Babacan, DEVA Partisi’nin Afet Eylem Planı’nda yer alan politikalardan örnekler sıralayarak şunları söyledi:

“Afet Müdahale Sistemini yeniden düzenleyeceğiz. Deprem ve doğal afet riskinin yüksek olduğu tüm kentlerde güçlendirme ve yeniden inşa projeleri yapacağız. Bu çok acil bir ihtiyaç. Deprem bölgelerinde, deprem raporu olmayan yapıların deprem raporları hazırlanmasını, olası depremlerde ne kadar hasar alabileceğinin simülasyonlarının yapmak zorundayız. Güçlendirme denen bir teknik var. Malzeme bilimi bu konularda çok ilerledi. Mevcudun makul kaynaklarla depreme karşı güçlendirilmesi mümkün.”

‘İmar affı çıkarılmasına son vereceğiz’

“İmar affı çıkarılmasına son vereceğiz. Her af, aynı hataların, yanlışların, suçların devam etmesinin önünü açıyor. 2018’de en büyük seçim kampanyası malzemesiydi. O imar affı tanıdığınız yapılardan kaçı çöktü? Kaç cenaze çıktı? Hepsi belli.”

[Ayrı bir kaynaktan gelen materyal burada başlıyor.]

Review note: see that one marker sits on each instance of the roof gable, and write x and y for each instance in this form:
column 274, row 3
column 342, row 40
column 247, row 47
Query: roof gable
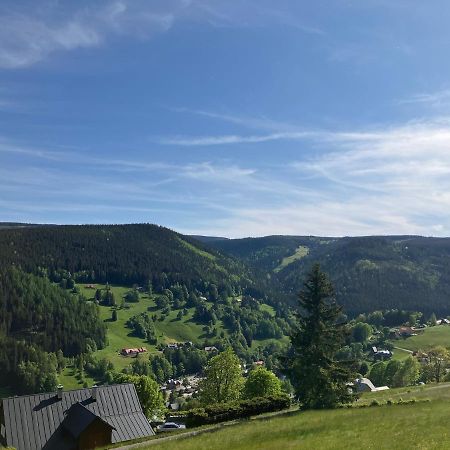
column 31, row 421
column 78, row 418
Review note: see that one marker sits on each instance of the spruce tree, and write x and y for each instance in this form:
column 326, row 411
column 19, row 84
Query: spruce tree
column 320, row 381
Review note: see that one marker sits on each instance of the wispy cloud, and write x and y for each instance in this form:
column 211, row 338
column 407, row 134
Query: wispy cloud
column 31, row 31
column 392, row 180
column 198, row 141
column 433, row 99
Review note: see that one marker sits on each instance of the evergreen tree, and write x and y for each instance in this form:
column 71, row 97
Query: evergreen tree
column 320, row 381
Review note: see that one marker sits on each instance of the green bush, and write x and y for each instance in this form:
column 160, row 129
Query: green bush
column 221, row 412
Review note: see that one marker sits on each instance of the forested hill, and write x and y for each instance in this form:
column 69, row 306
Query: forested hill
column 369, row 273
column 121, row 254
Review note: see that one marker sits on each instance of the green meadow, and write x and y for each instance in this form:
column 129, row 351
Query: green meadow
column 431, row 337
column 419, row 425
column 119, row 336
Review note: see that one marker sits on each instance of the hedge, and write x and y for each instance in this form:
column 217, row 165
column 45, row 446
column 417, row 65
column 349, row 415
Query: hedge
column 222, row 412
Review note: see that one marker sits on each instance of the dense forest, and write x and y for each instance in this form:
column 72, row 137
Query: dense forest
column 40, row 324
column 407, row 272
column 120, row 254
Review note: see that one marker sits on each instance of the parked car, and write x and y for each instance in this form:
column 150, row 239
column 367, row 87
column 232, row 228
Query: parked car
column 171, row 426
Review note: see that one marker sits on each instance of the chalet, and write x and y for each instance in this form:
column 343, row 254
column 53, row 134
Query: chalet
column 406, row 331
column 211, row 349
column 443, row 322
column 365, row 385
column 73, row 420
column 132, row 351
column 380, row 354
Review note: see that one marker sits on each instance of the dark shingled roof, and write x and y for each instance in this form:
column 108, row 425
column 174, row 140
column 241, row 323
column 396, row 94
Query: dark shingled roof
column 78, row 418
column 34, row 422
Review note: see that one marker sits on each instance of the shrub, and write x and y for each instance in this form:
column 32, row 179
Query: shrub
column 221, row 412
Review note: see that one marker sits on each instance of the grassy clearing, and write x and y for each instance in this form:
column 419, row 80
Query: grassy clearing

Babacan, yapı denetim ve muayene sistemi önerisini tekrarladı

“Belediyelere yerel afet tehlikesi ve risk haritalarının hazırlama yükümlülüğünü getirmek zorundayız. Risk Azaltma Hedefi konmak zorunda. Yapı denetim sistemini, yetkin mühendisliğe dayalı, imar ve yapılaşma sisteminin bir parçası olarak yeniden yapılandırmak zorundayız. Tüm binaları yapı denetim kapsamına almak zorundayız. Aynı araç muayenesi gibi periyodik muayene lazım ki birileri kolonu kesmiş mi? Betonun kalitesi iyi mi? Deniz kumu acaba demirleri çürütmüş mü? Bunların periyodik kontrol edilmesi gerekiyor.”

‘Fiber optik ağları ulaştırın, haberleşmede kesilme olmaz’

“Afet ve acil durumlarda devreye hızla girecek Güvenli Haberleşme Sistemleri kuracağız. Haberleşmenin kesilmemesini sağlayacağız. Fiber optik ağları siz bütün Türkiye’ye ulaştırın, ondan sonra haberleşmede kesilme olmaz. Biz bunu da açıkladık. Büyük paralar değil.”

Depremin ekonomik maliyeti: “Ekonomiyi tekrar dibe vurduracaklar”

“Kara günler için biriktirdiğimiz ak akçeleri cayır cayır harcadılar. 2019’da Merkez Bankası’nın biriktirdiğimiz yedek akçelerini sıfırladılar. Ertesi sene, 1 yıllık birikeni de sıfırladılar. Döviz rezervlerini eksiye düşürdüler. Deprem sonrası yapılacak harcamalar cari açığı, döviz ihtiyacını artıracak. İç ve dış finansmanı sağlam bir şekilde yapmak lazım. Bunlar beceremez. Karneleri berbat. ‘Yeni bina yapacağız’ diye ekonomiyi tekrar dibe vurduracaklar. Yapamazlar, beceremezler. Tek tek tanıyoruz, iş yapma kabiliyetlerini biliyoruz. Depremden çıkışta sapasağlam bir ekonomi ve finans yönetimi lazım.”

‘Ya başaracağız ya başaracağız, başka yol yok’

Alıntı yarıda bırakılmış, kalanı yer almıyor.